In NW BI, a typical ‘unit of deletion’ is the data request. It constitutes data that has been loaded together, that originated in the same system or business process and that might be corrupted due to a failure in the communication to that source system, wrong conversions, faulty tracking or whatever can go wrong. In such a situation, the data is removed from a NW BI system and reloaded. Removing should be fast even if the data volume is huge. Therefore a fast deletion of a data request is an important operation. This is supported through the request-wise partitioning of an F fact table of an infocube.
Similarly, bundling data along the time dimension in order to move it into an archive requires fast removal of huge amounts of data. This is a second reason (beside the one for employing partition pruning) to partition data in the E fact table of an infocube along a time characteristic.
There is a bunch of other non-standard DB features used in NW BI. It would be too much to describe them all in the same detail as the ones listed above.
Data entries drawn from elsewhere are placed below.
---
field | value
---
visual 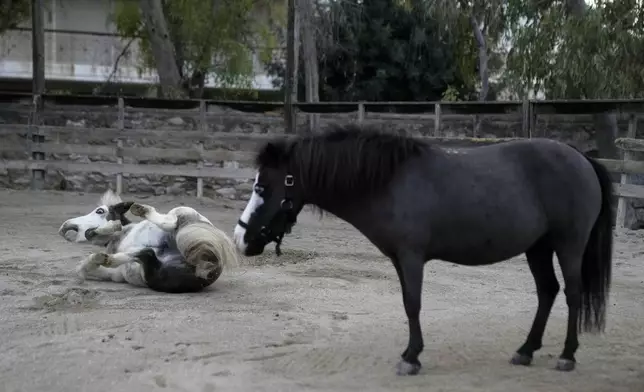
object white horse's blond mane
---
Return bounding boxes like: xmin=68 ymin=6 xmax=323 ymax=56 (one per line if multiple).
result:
xmin=176 ymin=222 xmax=239 ymax=278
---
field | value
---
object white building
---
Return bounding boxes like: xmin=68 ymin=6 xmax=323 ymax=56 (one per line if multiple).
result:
xmin=0 ymin=0 xmax=274 ymax=90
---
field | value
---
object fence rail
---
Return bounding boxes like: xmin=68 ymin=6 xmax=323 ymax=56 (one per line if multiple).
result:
xmin=0 ymin=93 xmax=644 ymax=225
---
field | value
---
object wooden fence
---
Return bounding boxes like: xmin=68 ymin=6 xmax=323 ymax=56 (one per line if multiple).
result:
xmin=0 ymin=94 xmax=644 ymax=225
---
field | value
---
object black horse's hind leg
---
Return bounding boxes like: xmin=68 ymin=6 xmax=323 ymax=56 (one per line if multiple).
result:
xmin=392 ymin=257 xmax=424 ymax=376
xmin=510 ymin=237 xmax=559 ymax=366
xmin=556 ymin=247 xmax=584 ymax=371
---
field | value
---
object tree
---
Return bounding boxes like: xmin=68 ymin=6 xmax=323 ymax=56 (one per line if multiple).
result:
xmin=506 ymin=0 xmax=644 ymax=228
xmin=0 ymin=0 xmax=31 ymax=34
xmin=267 ymin=0 xmax=467 ymax=101
xmin=114 ymin=0 xmax=284 ymax=97
xmin=506 ymin=0 xmax=644 ymax=159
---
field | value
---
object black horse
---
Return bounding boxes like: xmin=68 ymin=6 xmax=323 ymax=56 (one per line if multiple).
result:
xmin=235 ymin=125 xmax=613 ymax=375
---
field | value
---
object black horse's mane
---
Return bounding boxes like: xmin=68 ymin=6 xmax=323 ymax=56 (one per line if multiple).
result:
xmin=255 ymin=124 xmax=431 ymax=202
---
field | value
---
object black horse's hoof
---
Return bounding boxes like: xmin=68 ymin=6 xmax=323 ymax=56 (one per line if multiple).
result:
xmin=555 ymin=358 xmax=575 ymax=372
xmin=396 ymin=359 xmax=421 ymax=376
xmin=510 ymin=353 xmax=532 ymax=366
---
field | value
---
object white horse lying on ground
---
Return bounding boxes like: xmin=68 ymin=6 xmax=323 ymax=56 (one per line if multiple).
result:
xmin=58 ymin=190 xmax=238 ymax=293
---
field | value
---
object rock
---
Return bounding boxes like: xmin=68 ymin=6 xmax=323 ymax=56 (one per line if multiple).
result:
xmin=215 ymin=188 xmax=237 ymax=200
xmin=235 ymin=182 xmax=253 ymax=193
xmin=165 ymin=183 xmax=185 ymax=196
xmin=66 ymin=118 xmax=86 ymax=127
xmin=168 ymin=117 xmax=186 ymax=126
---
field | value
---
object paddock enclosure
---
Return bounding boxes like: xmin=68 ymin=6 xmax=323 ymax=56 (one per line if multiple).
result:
xmin=0 ymin=190 xmax=644 ymax=392
xmin=0 ymin=94 xmax=644 ymax=392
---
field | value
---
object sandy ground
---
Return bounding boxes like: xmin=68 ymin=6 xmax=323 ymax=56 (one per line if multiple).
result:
xmin=0 ymin=190 xmax=644 ymax=392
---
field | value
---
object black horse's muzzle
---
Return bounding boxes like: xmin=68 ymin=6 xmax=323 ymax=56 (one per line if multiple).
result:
xmin=237 ymin=174 xmax=297 ymax=256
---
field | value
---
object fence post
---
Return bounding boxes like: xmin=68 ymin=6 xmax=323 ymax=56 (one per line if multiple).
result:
xmin=521 ymin=98 xmax=531 ymax=138
xmin=116 ymin=97 xmax=125 ymax=195
xmin=197 ymin=99 xmax=208 ymax=199
xmin=358 ymin=102 xmax=364 ymax=124
xmin=528 ymin=100 xmax=538 ymax=139
xmin=29 ymin=95 xmax=45 ymax=190
xmin=615 ymin=113 xmax=637 ymax=229
xmin=434 ymin=102 xmax=441 ymax=137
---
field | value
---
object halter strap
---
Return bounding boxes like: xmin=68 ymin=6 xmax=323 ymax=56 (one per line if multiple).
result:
xmin=237 ymin=174 xmax=297 ymax=256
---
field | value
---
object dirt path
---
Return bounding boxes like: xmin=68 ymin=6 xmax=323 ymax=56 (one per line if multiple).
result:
xmin=0 ymin=190 xmax=644 ymax=392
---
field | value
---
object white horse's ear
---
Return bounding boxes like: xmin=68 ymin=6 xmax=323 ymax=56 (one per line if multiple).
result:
xmin=101 ymin=189 xmax=122 ymax=206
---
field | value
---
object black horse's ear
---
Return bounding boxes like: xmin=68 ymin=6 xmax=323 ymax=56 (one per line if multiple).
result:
xmin=255 ymin=140 xmax=286 ymax=168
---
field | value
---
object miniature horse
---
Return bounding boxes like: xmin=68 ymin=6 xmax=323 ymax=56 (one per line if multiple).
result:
xmin=58 ymin=190 xmax=237 ymax=293
xmin=234 ymin=126 xmax=613 ymax=375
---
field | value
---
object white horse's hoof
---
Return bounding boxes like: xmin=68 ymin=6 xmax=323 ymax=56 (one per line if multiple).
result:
xmin=555 ymin=358 xmax=575 ymax=372
xmin=130 ymin=203 xmax=150 ymax=218
xmin=396 ymin=359 xmax=420 ymax=376
xmin=89 ymin=253 xmax=110 ymax=267
xmin=76 ymin=263 xmax=87 ymax=283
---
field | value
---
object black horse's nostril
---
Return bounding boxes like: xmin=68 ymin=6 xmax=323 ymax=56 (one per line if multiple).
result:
xmin=85 ymin=229 xmax=97 ymax=240
xmin=59 ymin=223 xmax=78 ymax=235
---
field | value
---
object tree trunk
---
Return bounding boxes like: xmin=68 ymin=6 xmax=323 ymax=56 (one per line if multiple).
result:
xmin=470 ymin=10 xmax=490 ymax=137
xmin=139 ymin=0 xmax=186 ymax=99
xmin=299 ymin=0 xmax=320 ymax=132
xmin=566 ymin=0 xmax=628 ymax=228
xmin=291 ymin=0 xmax=302 ymax=102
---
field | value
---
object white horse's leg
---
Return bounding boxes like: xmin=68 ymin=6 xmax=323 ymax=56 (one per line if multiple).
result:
xmin=76 ymin=253 xmax=125 ymax=283
xmin=94 ymin=221 xmax=123 ymax=236
xmin=130 ymin=203 xmax=177 ymax=232
xmin=102 ymin=251 xmax=144 ymax=268
xmin=76 ymin=253 xmax=147 ymax=287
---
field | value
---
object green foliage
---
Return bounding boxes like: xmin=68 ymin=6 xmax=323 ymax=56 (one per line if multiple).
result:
xmin=113 ymin=0 xmax=283 ymax=92
xmin=505 ymin=0 xmax=644 ymax=99
xmin=267 ymin=0 xmax=464 ymax=101
xmin=0 ymin=0 xmax=31 ymax=34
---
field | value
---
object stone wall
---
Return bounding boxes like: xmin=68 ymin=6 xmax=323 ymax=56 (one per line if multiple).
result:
xmin=0 ymin=104 xmax=644 ymax=225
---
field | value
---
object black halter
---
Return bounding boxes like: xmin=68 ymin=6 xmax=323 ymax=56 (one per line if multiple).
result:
xmin=237 ymin=174 xmax=297 ymax=256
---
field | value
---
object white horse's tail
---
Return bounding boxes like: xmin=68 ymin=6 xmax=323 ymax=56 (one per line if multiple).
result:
xmin=175 ymin=220 xmax=239 ymax=283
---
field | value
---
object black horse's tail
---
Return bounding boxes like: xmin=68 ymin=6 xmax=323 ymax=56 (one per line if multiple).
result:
xmin=578 ymin=157 xmax=614 ymax=332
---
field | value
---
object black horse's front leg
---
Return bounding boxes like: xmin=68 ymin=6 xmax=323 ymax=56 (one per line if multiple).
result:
xmin=392 ymin=256 xmax=424 ymax=376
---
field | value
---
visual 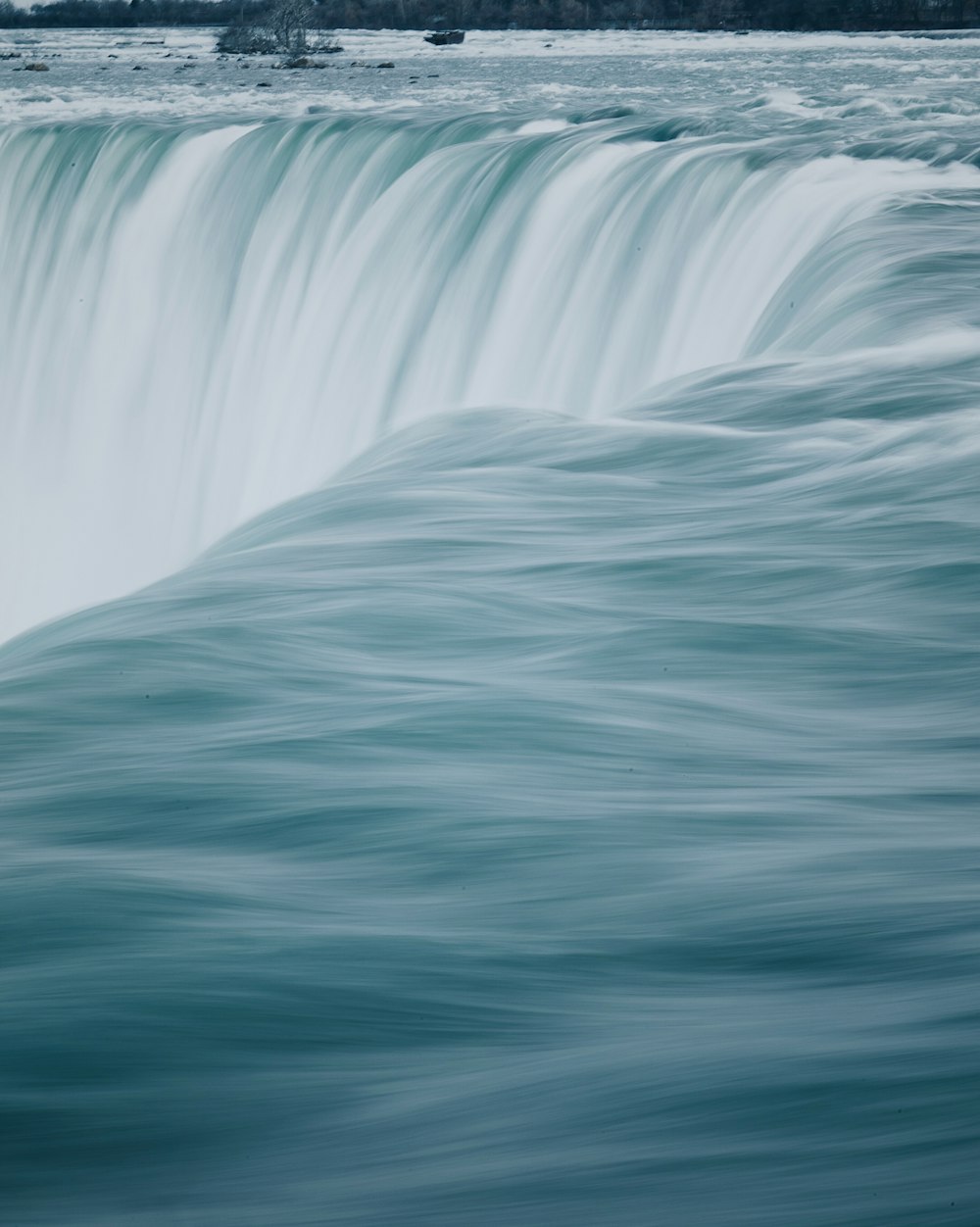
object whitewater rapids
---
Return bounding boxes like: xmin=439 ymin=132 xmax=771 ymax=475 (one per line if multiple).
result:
xmin=0 ymin=28 xmax=980 ymax=1227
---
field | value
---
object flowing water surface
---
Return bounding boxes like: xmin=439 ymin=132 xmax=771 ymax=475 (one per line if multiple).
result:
xmin=0 ymin=33 xmax=980 ymax=1227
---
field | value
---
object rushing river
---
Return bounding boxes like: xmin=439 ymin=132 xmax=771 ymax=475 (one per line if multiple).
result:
xmin=0 ymin=32 xmax=980 ymax=1227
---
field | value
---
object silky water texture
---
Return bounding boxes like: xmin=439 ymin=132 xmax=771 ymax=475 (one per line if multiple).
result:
xmin=0 ymin=33 xmax=980 ymax=1227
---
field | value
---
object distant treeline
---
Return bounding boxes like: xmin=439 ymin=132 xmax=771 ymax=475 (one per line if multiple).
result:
xmin=0 ymin=0 xmax=980 ymax=30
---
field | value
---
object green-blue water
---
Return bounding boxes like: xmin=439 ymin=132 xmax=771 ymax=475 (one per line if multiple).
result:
xmin=0 ymin=30 xmax=980 ymax=1227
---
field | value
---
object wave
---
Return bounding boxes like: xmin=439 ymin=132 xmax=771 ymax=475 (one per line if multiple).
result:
xmin=0 ymin=93 xmax=980 ymax=1227
xmin=0 ymin=116 xmax=980 ymax=636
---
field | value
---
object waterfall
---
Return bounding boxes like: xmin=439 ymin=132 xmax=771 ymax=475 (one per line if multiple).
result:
xmin=0 ymin=117 xmax=977 ymax=636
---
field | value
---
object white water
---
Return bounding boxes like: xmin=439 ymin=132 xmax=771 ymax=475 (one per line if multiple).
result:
xmin=0 ymin=111 xmax=980 ymax=636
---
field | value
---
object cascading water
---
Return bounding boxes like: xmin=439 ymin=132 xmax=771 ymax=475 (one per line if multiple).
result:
xmin=0 ymin=118 xmax=980 ymax=636
xmin=0 ymin=35 xmax=980 ymax=1227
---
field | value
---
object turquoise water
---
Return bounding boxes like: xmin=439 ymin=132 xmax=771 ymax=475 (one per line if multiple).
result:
xmin=0 ymin=30 xmax=980 ymax=1227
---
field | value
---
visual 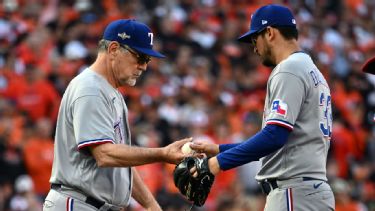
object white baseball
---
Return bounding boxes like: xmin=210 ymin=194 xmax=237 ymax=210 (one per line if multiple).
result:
xmin=181 ymin=142 xmax=194 ymax=154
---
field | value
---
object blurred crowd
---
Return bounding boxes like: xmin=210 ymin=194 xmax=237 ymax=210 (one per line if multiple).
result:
xmin=0 ymin=0 xmax=375 ymax=211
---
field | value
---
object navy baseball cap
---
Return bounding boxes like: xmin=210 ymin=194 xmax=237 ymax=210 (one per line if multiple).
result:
xmin=103 ymin=19 xmax=165 ymax=58
xmin=362 ymin=57 xmax=375 ymax=75
xmin=238 ymin=4 xmax=297 ymax=42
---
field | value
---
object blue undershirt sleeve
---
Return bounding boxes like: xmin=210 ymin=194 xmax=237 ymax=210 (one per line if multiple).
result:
xmin=217 ymin=125 xmax=290 ymax=170
xmin=219 ymin=143 xmax=241 ymax=152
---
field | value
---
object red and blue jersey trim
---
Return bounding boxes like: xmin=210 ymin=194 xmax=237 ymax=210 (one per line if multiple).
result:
xmin=266 ymin=119 xmax=294 ymax=131
xmin=66 ymin=197 xmax=74 ymax=211
xmin=285 ymin=188 xmax=293 ymax=211
xmin=78 ymin=139 xmax=115 ymax=150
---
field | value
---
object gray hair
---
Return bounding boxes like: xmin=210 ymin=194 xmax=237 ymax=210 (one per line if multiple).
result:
xmin=98 ymin=39 xmax=111 ymax=52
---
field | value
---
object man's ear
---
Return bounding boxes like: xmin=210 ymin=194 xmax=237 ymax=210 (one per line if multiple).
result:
xmin=107 ymin=42 xmax=120 ymax=56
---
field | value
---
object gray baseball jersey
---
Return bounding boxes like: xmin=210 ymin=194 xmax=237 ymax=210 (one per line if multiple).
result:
xmin=256 ymin=52 xmax=332 ymax=180
xmin=50 ymin=69 xmax=132 ymax=206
Others worth to be mentioned comprise DB2’s multi-dimensional clustering (MDC) which is in many ways similar to range partitioning, Oracle’s MERGE instruction for improved performance within the infocube compression, bulk INSERTs during data loads, common table expression to reduce catalog congestion, avoiding unnecessary logging and many other things.
Hopefully this weblog has provided some insight. The next two will discuss some features that look attractive initially but that have proofed to be not viable … at least up to now.